The undersigned hereby grants to each such attorney-in-fact full power and authority to do and perform any and every act and thing whatsoever requisite, necessary or proper to be done in the exercise of any of the rights and powers herein granted, as fully to all intents and purposes as the undersigned might or could do if personally present, with full power of substitution or revocation, hereby ratifying and confirming all that such attorney-in-fact, or such attorney-in-fact’s substitute or substitutes, shall lawfully do or cause to be done by virtue of this Limited Power of Attorney and the rights and powers herein granted. The undersigned acknowledges that the foregoing attorneys-in-fact, in serving in such capacity at the request and on the behalf of the undersigned, are not assuming, nor is the Company assuming, any of the undersigned’s responsibilities to comply with, or any liability for the failure to comply with, any provision of Section 16 of the Exchange Act.
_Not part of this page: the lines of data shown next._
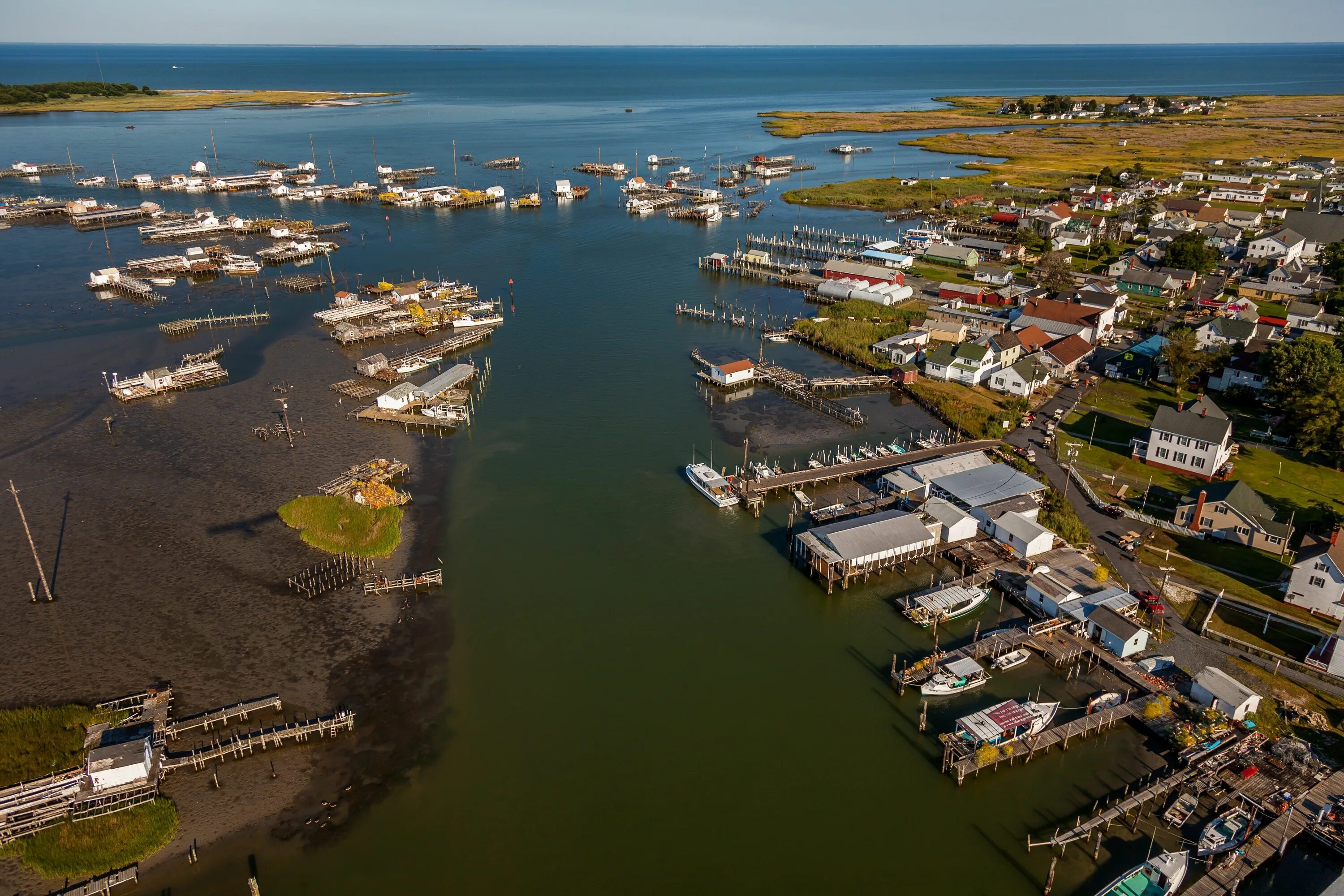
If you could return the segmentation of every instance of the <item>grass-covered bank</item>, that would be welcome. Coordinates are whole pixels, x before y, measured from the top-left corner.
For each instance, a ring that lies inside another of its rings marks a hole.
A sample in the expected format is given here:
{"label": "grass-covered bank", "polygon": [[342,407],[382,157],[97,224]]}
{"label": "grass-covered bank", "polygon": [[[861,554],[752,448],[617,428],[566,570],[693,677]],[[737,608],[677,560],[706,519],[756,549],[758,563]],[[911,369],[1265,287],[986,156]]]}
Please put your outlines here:
{"label": "grass-covered bank", "polygon": [[79,704],[0,709],[0,787],[83,762],[85,731],[94,716]]}
{"label": "grass-covered bank", "polygon": [[370,509],[349,498],[306,494],[280,508],[280,519],[305,543],[328,553],[386,557],[402,541],[399,506]]}
{"label": "grass-covered bank", "polygon": [[160,797],[126,811],[39,830],[0,854],[17,856],[43,877],[85,877],[152,856],[176,832],[177,807]]}

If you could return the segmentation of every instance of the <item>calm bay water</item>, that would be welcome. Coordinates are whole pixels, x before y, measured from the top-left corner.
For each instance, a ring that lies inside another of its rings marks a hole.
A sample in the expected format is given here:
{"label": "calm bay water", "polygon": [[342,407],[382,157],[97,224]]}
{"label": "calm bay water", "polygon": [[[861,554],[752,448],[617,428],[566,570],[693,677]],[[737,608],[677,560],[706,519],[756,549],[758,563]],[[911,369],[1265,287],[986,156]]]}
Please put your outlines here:
{"label": "calm bay water", "polygon": [[[1344,90],[1339,47],[488,50],[3,46],[0,82],[94,79],[155,87],[409,90],[360,109],[204,110],[0,118],[13,159],[55,161],[70,149],[90,171],[122,177],[184,171],[214,129],[224,171],[254,159],[316,154],[341,181],[379,161],[433,164],[453,177],[452,141],[477,160],[520,154],[492,175],[460,165],[464,185],[511,192],[595,160],[648,153],[706,159],[790,152],[814,161],[804,183],[946,172],[958,157],[864,137],[870,154],[825,152],[836,137],[781,141],[755,117],[769,109],[919,107],[952,93],[1327,93]],[[173,67],[176,66],[176,67]],[[1266,73],[1261,75],[1261,73]],[[625,113],[630,107],[633,113]],[[125,125],[133,124],[128,130]],[[312,136],[312,146],[309,144]],[[328,153],[331,161],[328,163]],[[4,159],[3,161],[9,161]],[[641,164],[642,169],[642,164]],[[577,183],[591,183],[574,175]],[[12,183],[12,181],[7,181]],[[698,227],[620,210],[610,183],[539,212],[391,211],[341,203],[284,207],[290,216],[349,220],[337,275],[441,271],[507,298],[515,310],[487,353],[495,379],[478,423],[456,438],[444,559],[456,633],[444,645],[450,685],[439,759],[387,794],[332,846],[298,850],[265,833],[176,862],[151,885],[241,892],[254,853],[266,892],[1040,892],[1048,856],[1028,832],[1071,822],[1159,760],[1120,729],[1025,768],[968,780],[938,774],[938,744],[917,731],[918,703],[886,686],[892,653],[930,638],[883,602],[905,582],[827,596],[784,557],[788,508],[759,520],[716,512],[680,478],[692,445],[715,463],[766,451],[786,465],[810,450],[905,437],[933,422],[910,406],[860,399],[862,434],[840,431],[759,394],[710,407],[687,355],[754,355],[741,330],[676,320],[676,301],[715,296],[800,313],[796,293],[712,281],[694,259],[747,232],[797,222],[883,232],[856,212],[773,204],[755,222]],[[774,184],[763,197],[778,195]],[[28,192],[75,195],[51,181]],[[78,191],[87,192],[87,191]],[[106,191],[126,201],[128,191]],[[259,196],[152,196],[169,207],[276,214]],[[390,222],[384,222],[384,214]],[[886,231],[892,231],[886,227]],[[109,235],[117,261],[144,251],[133,230]],[[116,340],[208,302],[250,306],[251,292],[188,296],[168,308],[95,302],[86,271],[106,263],[101,234],[16,227],[0,234],[0,347],[74,336]],[[276,298],[301,320],[323,297]],[[56,329],[58,326],[65,329]],[[276,328],[277,332],[284,328]],[[263,337],[265,339],[265,337]],[[171,353],[171,352],[169,352]],[[840,369],[798,347],[770,355],[804,371]],[[161,363],[128,357],[125,369]],[[235,379],[247,375],[230,364]],[[59,376],[0,383],[0,406],[66,388]],[[320,386],[314,386],[320,388]],[[993,627],[996,611],[981,617]],[[943,637],[966,637],[973,622]],[[1078,705],[1035,664],[977,697],[930,708],[930,731],[991,701],[1043,693]],[[1145,840],[1106,842],[1101,868],[1060,862],[1056,893],[1093,892],[1141,858]],[[1286,870],[1286,869],[1285,869]],[[1282,883],[1282,881],[1281,881]]]}

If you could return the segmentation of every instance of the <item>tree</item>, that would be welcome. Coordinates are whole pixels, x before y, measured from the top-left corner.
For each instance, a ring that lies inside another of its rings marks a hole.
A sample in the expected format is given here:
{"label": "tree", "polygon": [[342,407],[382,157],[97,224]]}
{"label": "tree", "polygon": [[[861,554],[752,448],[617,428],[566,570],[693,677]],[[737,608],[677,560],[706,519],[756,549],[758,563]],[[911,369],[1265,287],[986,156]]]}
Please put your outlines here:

This Limited Power of Attorney shall remain in full force and effect until the undersigned is no longer required to file Forms 3, 4 or 5 with respect to the undersigned’s holdings of and transactions in securities issued by the Company, unless earlier revoked by the undersigned in a signed writing delivered to each of the foregoing attorneys-in-fact.
IN WITNESS WHEREOF, the undersigned has executed this Limited Power of Attorney as of the 1 day of May 2024.